Resource Boundaries and Executor-Proof Workflow Design¶
Page Maps¶
graph LR
family["Reproducible Research"]
program["Deep Dive Snakemake"]
section["Scaling Workflows Interface Boundaries"]
page["Resource Boundaries and Executor-Proof Workflow Design"]
capstone["Capstone evidence"]
family --> program --> section --> page
page -.applies in.-> capstone
flowchart LR
orient["Orient on the page map"] --> read["Read the main claim and examples"]
read --> inspect["Inspect the related code, proof, or capstone surface"]
inspect --> verify["Run or review the verification path"]
verify --> apply["Apply the idea back to the module and capstone"]
As repositories grow, teams often start talking about resources as if they were only a scheduler problem.
That is too weak for a course about workflow boundaries.
Module 04 treats resources as part of the design question:
can the workflow explain its own resource assumptions without being secretly tied to one executor story?
That is what executor-proof workflow design means here.
Resources are a boundary between workflow intent and runtime policy¶
Resource declarations matter because they describe what a rule expects:
- threads
- memory
- disk or temporary space
- runtime shape that another context must still understand
The exact scheduler mapping may vary by executor. The workflow-side meaning should remain coherent.

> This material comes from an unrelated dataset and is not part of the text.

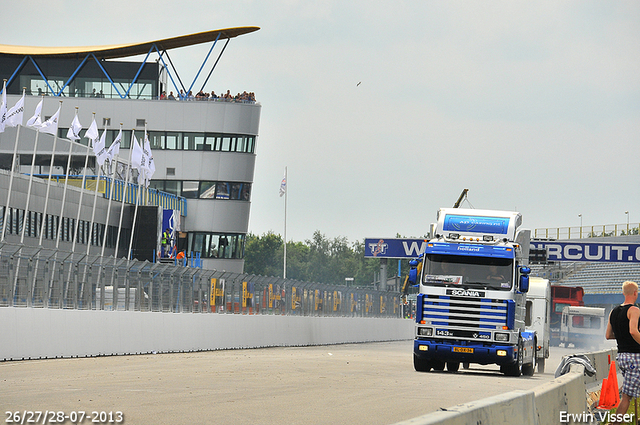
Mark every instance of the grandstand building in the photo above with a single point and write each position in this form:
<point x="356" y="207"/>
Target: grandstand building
<point x="204" y="151"/>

That is why resource thinking belongs in this module, not only in operations.
Executor-proof does not mean executor-agnostic in every detail¶
The repository is allowed to run in:
- local mode
- CI
- a scheduler-backed context
Those contexts will not look identical.
Executor-proof means something narrower and more useful:
- the workflow still explains what one rule needs
- the interface does not collapse when the executor changes
- policy layers adapt the context without rewriting workflow meaning
That is a much more realistic standard than pretending executors do not matter.
Resource declarations should help humans review the graph¶
A good resource story lets a reviewer say:
- this rule is heavier than that one
- this module boundary aggregates many per-sample jobs
- this executor-facing policy is adapting a known workflow-side claim
If resources live only in one scheduler template or one maintainer's shell habits, the workflow becomes harder to scale safely.
One healthy model¶
flowchart LR
rule["workflow rule"] --> need["threads / memory / temp needs"]
need --> policy["executor or profile policy"]
policy --> run["context-specific execution"]
This picture matters because the workflow should still explain the left side even when the right side changes.
Weak resource design¶
Weak shape:
- one rule has hidden heavy behavior
- no resource story is visible at the workflow boundary
- the scheduler layer compensates through tribal settings
That may run for a while. It does not scale reviewably.
Stronger resource design¶
Stronger shape:
- rule families expose which work is light versus heavy
- the workflow names resource-relevant distinctions where they matter
- executor or profile policy adapts those distinctions for context
This keeps the workflow-side contract readable while still allowing operational variation.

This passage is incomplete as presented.